Proposed model for COVID-19 association with myocarditis. After COVID-19 infection, naive T lymphocytes can be primed for viral antigens via antigen-presenting cells, and proinflammatory cytokines of IL-1B, IL-6, and TNF-α which are involved in necroptosis are released into the circulation. The release of cytokines results in a positive feedback loop of immune activation and myocardial damage and also helps the development of COVID-19.

8 Future Directions

The updated investigation on programmed cell death provides insight into the pathology mechanism of myocarditis. Necroptosis plays an important role in cardiomyocyte death in acute viral myocarditis. Low sensitivity of viral detection and diagnostic methods hinders the treatment for acute myocarditis and may result in the development of dilated cardiomyopathy in partial patients (Pollack et al., 2015). For the establishment of more appropriate treatment strategies, cytokine TNF-α, inducing necroptosis, presents its significant performance for VMC diagnosis and can be used as a biomarker for subsequent prognosis prediction. Recent researches in the relationship between necroptosis and cardiovascular diseases are still in its beginning stage.
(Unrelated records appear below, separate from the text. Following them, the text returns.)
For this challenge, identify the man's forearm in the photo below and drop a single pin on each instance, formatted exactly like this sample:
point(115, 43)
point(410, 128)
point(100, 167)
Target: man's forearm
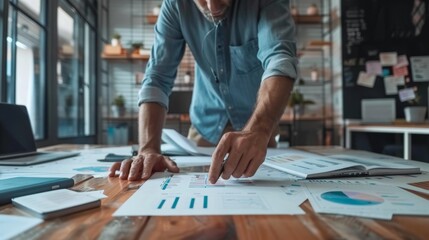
point(151, 122)
point(272, 100)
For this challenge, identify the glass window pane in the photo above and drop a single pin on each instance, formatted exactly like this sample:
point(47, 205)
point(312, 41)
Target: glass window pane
point(31, 7)
point(75, 75)
point(30, 73)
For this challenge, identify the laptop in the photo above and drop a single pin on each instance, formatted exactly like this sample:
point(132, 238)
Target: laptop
point(17, 145)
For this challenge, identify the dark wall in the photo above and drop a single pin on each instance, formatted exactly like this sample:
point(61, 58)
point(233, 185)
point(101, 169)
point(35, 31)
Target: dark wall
point(370, 27)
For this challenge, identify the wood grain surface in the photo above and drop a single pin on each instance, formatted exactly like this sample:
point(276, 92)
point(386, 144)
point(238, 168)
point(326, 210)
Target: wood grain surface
point(98, 223)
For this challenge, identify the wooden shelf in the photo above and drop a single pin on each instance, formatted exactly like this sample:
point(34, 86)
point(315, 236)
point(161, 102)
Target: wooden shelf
point(125, 57)
point(151, 19)
point(307, 19)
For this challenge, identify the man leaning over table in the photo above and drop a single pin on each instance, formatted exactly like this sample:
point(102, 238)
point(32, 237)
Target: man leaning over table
point(245, 66)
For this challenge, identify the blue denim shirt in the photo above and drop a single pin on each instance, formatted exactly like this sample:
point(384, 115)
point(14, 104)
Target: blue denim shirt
point(256, 40)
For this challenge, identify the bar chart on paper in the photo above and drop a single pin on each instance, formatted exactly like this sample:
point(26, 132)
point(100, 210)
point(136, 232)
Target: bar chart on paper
point(183, 202)
point(192, 194)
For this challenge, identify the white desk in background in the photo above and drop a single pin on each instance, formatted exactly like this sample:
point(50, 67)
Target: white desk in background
point(406, 129)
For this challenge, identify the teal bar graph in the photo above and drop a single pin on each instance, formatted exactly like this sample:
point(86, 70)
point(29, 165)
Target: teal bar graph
point(176, 200)
point(205, 203)
point(191, 205)
point(161, 204)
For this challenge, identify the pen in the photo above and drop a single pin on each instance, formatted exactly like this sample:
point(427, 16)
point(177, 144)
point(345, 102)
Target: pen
point(221, 169)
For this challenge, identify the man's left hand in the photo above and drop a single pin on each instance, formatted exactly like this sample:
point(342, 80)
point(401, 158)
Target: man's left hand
point(243, 153)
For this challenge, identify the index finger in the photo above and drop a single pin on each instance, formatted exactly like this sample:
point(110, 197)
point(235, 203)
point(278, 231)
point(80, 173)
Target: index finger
point(217, 159)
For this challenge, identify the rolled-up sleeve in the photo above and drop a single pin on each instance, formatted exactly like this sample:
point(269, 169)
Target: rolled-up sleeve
point(276, 39)
point(166, 54)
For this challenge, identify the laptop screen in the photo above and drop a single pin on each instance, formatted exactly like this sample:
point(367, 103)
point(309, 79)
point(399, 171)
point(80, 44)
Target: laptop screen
point(16, 135)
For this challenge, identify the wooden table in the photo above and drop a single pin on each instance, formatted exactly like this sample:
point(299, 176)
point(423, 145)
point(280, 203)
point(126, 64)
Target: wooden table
point(407, 130)
point(99, 224)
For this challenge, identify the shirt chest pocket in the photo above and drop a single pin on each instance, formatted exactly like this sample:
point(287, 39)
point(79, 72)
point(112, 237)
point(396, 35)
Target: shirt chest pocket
point(244, 58)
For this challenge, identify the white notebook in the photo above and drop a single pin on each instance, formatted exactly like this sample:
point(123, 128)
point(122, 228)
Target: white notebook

While CVB3-induced viral myocarditis is the predominant model for viral myocarditis exploration, other types of viruses associated with inflammation or their relationship with other forms of cell death remains an effort to explore. Currently, researches on necroptosis are insufficient, for example, the roles of death receptor signaling and crosstalk between necrosis, apoptosis, and necroptosis make differentiation difficult to define in vivo. Also, the role of necroptosis in diseases across the body including virus induced-cancer is warranted. Optimal window period and markers are poorly defined when marking cell death. Identifying these unknown mechanisms and biomarkers will lead to a novel understanding of necroptosis and new therapeutic treatments for their related diseases. The application of Nec-1 is worth investigating as it can not only contribute to the comprehension of necroptosis but also contribute to identifying the potential therapeutic targets.